Wahrheit-Welt der Tiere II: Superschlauer Nager foppt Aachener Aushilfskammerjäger

Am späten Abend plötzlich ein kurzes, heftiges Geräusch nebenan aus der Küche. So was wie Schritte. Der Schreck ist groß. Diebe? Überfall? Mit extra markiger Stimme rufe ich: „Hallooo! Wer ist da?!“ Instinktiv geht der Griff zur Bierflasche. Damit könnte man sich wehren. Dann nichts mehr. Ruhe.

Am Tag darauf klaproppelt es kurz unter den Holzdielen, dann raschelt es in der Mülltüte im Spülunterschrank. Eine Maus? Eine Maus! Bei Kälte suchen die Kleinen Schutz auch im 4. Stock. Als Gewaltfeind und Nagerhumanist stelle ich eine Lebendfalle auf. Sie funktioniert nach dem Schleusenprinzip. Maus kann rein durch eine zylindrische Metallstäbchenröhre, aber wegen der scharfen Spitzen nicht zurück. Darauf war ein Mausi schon mal reingefallen, ich hatte sie im nahen Park frei gelassen.

Am Morgen ist der Käse (Gouda, jung) weg. Die Maus auch. Also enger einstellen. Das Gleiche: Käse weggeknabbert, die Rindenstückchen liegen fein säuberlich abgenagt in einer Ecke. Noch enger. Ergebnis: Dito. Wie klein ist das Tier? Noch eine Spur enger. Seitdem wird die Falle ignoriert.

Also her mit den handelsüblichen Schnappfallen. Aber meine Maus ist keine handelsübliche Maus: Am nächsten Morgen ist die Falle weiterhin gespannt, der Käse (Gouda, mittelalt) weg. Wie hat die den da runterbekommen? Gut, Käse (jetzt Comté) fester in das vorgesehene Loch gestopft. Ergebnis: Dito. Und das diesmal am Abend, während wir in der Küche, keine zwei Meter von der Falle entfernt, Doppelkopf spielten. Meine Zocker sind Zeugen! Also den Mechanismus der Guillotine feiner justiert, Sicherungshaken glatt gefeilt. Am Morgen: Käse weg, Maus weg. Dann das Käsestückchen mit Heftzwecke befestigt: Käse weg, Maus weg. Und: Heftzwecke auch weg. Unfassbar!

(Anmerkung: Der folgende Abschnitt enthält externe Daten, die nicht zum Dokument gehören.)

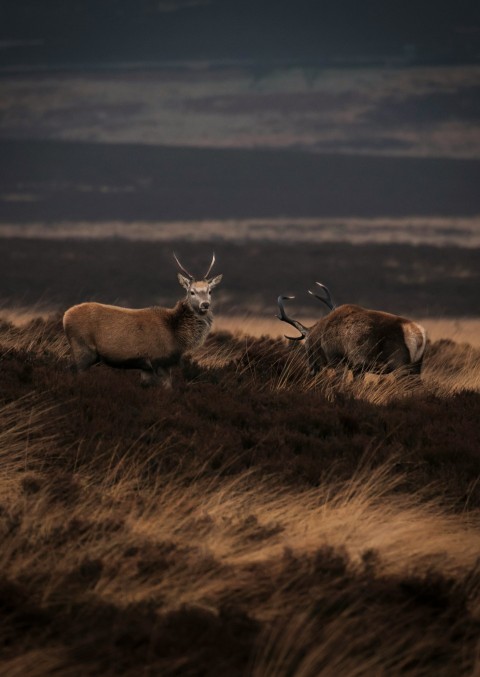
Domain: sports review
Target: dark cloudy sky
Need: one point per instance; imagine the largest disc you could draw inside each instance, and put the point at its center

Nachbar Horst lästert, ich hätte es sicher mit einer funkgesteuerten Computermaus zu tun. Witzig das! Einen Rat hat er so wenig wie der telefonisch konsultierte Kammerjäger: Ich hätte es wohl mit einem besonders schlauen Exemplar zu tun. Fachleute kennen sich aus, das merkt man gleich. Alfred Brehm lobt in seinem Tierleben die „geschickten Bewegungen“ der Hausmaus (mus musculus) und urteilt: „Man kann sich schwerlich ein naschhafteres Geschöpf denken.“ Und: „Nicht selten findet man ihr Nest … selbst in Mausefallen.“ Welche Aussichten!

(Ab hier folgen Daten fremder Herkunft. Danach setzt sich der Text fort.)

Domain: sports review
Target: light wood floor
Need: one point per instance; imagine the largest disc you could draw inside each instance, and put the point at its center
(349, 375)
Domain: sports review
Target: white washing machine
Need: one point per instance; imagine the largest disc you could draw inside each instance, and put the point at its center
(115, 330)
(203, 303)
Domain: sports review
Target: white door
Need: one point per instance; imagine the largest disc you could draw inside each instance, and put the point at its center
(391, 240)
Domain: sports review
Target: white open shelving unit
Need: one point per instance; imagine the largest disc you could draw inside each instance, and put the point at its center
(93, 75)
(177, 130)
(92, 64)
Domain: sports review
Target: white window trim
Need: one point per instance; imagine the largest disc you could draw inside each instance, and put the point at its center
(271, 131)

Vorgestern Mittag ein Knall aus der Küche. Halali! Falle ausgelöst. Aber: keine Maus drin. Und der Käse: weg. Wie ist das möglich? Aus Verzweiflung Techniken noch feiner differenziert, jetzt schon mit zwei Fallen: Käse festnageln, mit Tesa abkleben (damit die Maus, so das Denkmodell, energischer ranmuss). Die Schaffott-Wippe beschweren, sodass ich sie kaum noch ohne Verlust einer Fingerkuppe gespannt bekomme. Morgens sind die Fallen ausgelöst. Immerhin sind die Utensilien nicht weg. Auch der Käse nicht. Aber von der Maus keine Spur.

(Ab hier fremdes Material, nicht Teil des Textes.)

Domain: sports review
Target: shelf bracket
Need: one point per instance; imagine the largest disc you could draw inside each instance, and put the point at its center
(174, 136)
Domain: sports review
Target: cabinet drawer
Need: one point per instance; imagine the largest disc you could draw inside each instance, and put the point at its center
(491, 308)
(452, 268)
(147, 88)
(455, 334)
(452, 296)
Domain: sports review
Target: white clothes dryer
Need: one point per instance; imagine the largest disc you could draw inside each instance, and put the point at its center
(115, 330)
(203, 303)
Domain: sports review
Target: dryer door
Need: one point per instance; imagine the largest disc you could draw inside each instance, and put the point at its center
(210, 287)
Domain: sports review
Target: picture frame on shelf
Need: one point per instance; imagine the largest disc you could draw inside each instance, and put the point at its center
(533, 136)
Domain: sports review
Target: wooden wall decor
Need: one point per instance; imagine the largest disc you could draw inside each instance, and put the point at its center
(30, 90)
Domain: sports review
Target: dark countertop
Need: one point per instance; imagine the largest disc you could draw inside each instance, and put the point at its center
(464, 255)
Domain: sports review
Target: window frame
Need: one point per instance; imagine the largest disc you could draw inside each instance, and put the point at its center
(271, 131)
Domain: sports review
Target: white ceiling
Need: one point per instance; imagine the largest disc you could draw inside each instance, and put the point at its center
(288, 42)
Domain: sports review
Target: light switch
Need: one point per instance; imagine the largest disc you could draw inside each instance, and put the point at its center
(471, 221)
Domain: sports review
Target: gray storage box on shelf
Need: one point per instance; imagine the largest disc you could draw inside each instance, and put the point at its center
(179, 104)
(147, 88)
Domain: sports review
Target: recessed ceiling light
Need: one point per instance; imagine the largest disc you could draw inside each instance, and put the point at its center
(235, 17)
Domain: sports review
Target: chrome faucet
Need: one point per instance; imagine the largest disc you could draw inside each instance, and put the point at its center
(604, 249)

Ich erwäge den Kauf einer Infrarot-Webcam und fahre ansonsten jetzt mehrgleisig. Abends lege ich eine Wärmflasche unten in den Hausflur. Vielleicht reicht ihr das als Winterquartier. Wenn nicht: Mein Waffenarsenal ist jetzt mit neuen, geheimen – falls sie taz liest! –Techniken auf vier Fallen (jetzt auch mit Bio-Gruyere) erhöht. Clausewitz hätte seine Freude. Ich erkläre der Maus den Krieg. Meine Anerkennung als KDV gebe ich zurück. Außerdem nenne ich meine kleine Mitbewohnerin jetzt Mieze. Das soll sie seelisch zermürben. Der Kampf geht weiter. Venceremaus!

PS: Im Todesfalle (Maus/Genickschlag oder Autor/Verzweiflungssuizid) gibt die Wahrheit umgehend Nachricht.